Mitchel Troy (Llanfihangel Troddi, that is "church of St Michael on the River Trothy") is a village and community in Monmouthshire, south east Wales, in the United Kingdom. It is located 3 miles south west of the county town of Monmouth, just off the A40 road leading towards Raglan. Settlements within the community include Tregare, Dingestow, Cwmcarvan and Wonastow.

==History and amenities==
The English name of the parish derives from the name of the river, the Welsh Troddi becoming Trothy and then Troy. The addition "Mitchel" is thought not to derive from the church's dedication to St Michael, but rather as a variant of the word "much" or "mickle", as also found at Mitcheldean in Gloucestershire, and used to differentiate the village from the nearby manor of Troy Parva.

John de Troye, Lord Chancellor of Ireland (died 1371), was born here early in the fourteenth century. Nathaniel Armstrong Wells, author, eldest son of the first black High Sheriff of Monmouthshire Nathaniel Wells, was christened here on 24 March 1806.

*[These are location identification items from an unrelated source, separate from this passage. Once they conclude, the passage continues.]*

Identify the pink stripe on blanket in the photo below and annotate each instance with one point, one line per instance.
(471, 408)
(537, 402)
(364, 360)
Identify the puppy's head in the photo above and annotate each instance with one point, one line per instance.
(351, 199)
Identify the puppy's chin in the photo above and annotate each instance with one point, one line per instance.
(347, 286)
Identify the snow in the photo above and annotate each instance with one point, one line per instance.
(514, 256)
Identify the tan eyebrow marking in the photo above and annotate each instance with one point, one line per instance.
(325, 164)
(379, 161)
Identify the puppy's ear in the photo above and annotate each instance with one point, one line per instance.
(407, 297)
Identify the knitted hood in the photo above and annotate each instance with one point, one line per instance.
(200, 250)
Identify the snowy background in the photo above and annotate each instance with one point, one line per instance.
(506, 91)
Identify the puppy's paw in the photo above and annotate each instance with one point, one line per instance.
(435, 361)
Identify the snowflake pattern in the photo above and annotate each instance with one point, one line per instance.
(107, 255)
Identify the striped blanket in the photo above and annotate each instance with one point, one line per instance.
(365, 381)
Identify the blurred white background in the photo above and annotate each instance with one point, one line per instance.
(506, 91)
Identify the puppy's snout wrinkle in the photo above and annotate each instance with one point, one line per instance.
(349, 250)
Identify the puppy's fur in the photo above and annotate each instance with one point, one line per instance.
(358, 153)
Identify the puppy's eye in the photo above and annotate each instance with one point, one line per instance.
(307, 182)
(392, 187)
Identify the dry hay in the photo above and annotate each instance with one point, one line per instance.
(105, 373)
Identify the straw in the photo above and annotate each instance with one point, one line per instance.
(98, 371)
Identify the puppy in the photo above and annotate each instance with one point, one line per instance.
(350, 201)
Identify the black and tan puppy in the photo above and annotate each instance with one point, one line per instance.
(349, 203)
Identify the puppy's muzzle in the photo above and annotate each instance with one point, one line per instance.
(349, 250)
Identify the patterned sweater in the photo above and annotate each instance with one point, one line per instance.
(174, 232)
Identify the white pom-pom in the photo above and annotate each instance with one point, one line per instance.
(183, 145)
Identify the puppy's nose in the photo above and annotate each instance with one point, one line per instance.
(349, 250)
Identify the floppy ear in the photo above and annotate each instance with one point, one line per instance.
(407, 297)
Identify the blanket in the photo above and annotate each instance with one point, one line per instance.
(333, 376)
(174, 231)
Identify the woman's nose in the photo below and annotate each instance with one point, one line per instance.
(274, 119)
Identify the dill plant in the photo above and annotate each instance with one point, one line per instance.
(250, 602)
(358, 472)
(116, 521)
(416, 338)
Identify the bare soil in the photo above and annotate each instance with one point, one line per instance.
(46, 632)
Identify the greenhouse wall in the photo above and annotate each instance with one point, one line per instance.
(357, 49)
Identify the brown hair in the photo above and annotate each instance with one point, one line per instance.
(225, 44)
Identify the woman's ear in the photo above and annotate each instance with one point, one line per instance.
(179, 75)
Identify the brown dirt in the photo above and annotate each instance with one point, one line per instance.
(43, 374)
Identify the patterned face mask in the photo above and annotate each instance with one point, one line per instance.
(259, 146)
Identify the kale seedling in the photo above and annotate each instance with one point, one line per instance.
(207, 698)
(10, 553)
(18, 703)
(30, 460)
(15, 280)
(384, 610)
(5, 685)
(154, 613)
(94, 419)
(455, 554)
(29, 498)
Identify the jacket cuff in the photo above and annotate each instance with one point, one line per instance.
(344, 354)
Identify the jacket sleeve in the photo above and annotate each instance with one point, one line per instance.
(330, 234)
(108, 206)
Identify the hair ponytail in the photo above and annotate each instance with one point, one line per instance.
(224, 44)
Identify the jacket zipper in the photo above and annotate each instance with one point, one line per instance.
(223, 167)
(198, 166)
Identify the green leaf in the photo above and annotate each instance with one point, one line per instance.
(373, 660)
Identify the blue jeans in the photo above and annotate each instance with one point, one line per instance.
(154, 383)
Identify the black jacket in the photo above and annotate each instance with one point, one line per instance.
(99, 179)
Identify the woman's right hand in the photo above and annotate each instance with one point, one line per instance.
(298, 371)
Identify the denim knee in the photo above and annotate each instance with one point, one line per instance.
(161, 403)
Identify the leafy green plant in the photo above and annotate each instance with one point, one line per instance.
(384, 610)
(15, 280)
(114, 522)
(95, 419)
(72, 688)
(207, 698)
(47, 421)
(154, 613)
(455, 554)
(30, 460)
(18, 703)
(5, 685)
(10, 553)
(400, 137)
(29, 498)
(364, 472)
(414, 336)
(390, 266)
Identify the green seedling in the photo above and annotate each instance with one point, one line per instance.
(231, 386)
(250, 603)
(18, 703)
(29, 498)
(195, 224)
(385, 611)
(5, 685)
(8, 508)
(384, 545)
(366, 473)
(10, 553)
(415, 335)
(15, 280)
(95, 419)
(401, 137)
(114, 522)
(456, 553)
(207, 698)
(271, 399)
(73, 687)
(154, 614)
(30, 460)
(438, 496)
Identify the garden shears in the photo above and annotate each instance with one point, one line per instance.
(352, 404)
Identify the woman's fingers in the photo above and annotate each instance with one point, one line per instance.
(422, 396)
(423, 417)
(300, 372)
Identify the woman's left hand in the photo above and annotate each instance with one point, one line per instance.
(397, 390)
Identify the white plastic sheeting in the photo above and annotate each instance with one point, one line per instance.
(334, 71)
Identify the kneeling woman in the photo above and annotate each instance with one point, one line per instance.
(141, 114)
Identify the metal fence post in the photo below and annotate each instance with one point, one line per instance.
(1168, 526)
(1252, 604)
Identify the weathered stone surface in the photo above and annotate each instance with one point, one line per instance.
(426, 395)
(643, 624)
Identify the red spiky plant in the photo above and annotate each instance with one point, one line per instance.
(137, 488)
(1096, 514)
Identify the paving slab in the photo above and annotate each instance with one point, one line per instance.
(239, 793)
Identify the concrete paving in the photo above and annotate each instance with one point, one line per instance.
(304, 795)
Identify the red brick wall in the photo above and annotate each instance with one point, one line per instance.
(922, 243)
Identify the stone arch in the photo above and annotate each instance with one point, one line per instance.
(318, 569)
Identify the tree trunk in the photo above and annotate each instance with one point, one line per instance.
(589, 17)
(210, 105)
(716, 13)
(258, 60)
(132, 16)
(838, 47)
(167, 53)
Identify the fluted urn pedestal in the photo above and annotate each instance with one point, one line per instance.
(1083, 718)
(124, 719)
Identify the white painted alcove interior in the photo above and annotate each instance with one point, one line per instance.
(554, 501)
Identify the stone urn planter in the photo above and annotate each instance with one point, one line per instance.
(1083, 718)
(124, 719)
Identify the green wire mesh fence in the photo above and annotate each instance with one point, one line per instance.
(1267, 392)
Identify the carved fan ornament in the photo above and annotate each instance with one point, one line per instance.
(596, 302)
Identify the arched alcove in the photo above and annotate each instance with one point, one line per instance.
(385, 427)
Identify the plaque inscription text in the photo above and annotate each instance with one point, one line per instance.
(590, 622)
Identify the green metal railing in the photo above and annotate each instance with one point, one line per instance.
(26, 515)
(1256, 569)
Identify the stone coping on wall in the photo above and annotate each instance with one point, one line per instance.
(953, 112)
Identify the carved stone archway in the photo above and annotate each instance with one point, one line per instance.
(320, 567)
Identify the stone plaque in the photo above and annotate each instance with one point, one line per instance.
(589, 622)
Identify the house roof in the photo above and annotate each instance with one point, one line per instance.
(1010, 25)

===Church of St Michael and All Angels===
The church of St Michael and All Angels dates back to the 13th century though the church was thoroughly restored in the 1870s in the Decorated style. The cleric and writer Adam of Usk was the rector in 1382–85; and the final resident incumbent of Mitchel Troy with Cwmcarvan, Arthur Walter Sneyd (1900–1980), who retired in 1971, is of note because he succeeded in taking both his Bachelor of Arts and Master of Arts degrees at Jesus College, Oxford within two years of retiring. Following Sneyd's departure, the parish became served from Overmonnow and more recently it has been incorporated into the Monmouth group of parishes.

===Troy House===

Troy House, about 1½ miles north east of the church, was largely rebuilt after about 1680, on the site of an earlier building, for the Duke of Beaufort, after the family seat at Raglan Castle had fallen into ruin. The house remained in the Somerset family until it was sold in 1901, after which it became a convent school and later, from 1935, an approved school. In 2008, proposals have been made for its conversion into residential apartments.

==Governance==
Mitchel Troy is also the name of the electoral division, coterminous with the community. The division elects a county councillor to Monmouthshire County Council.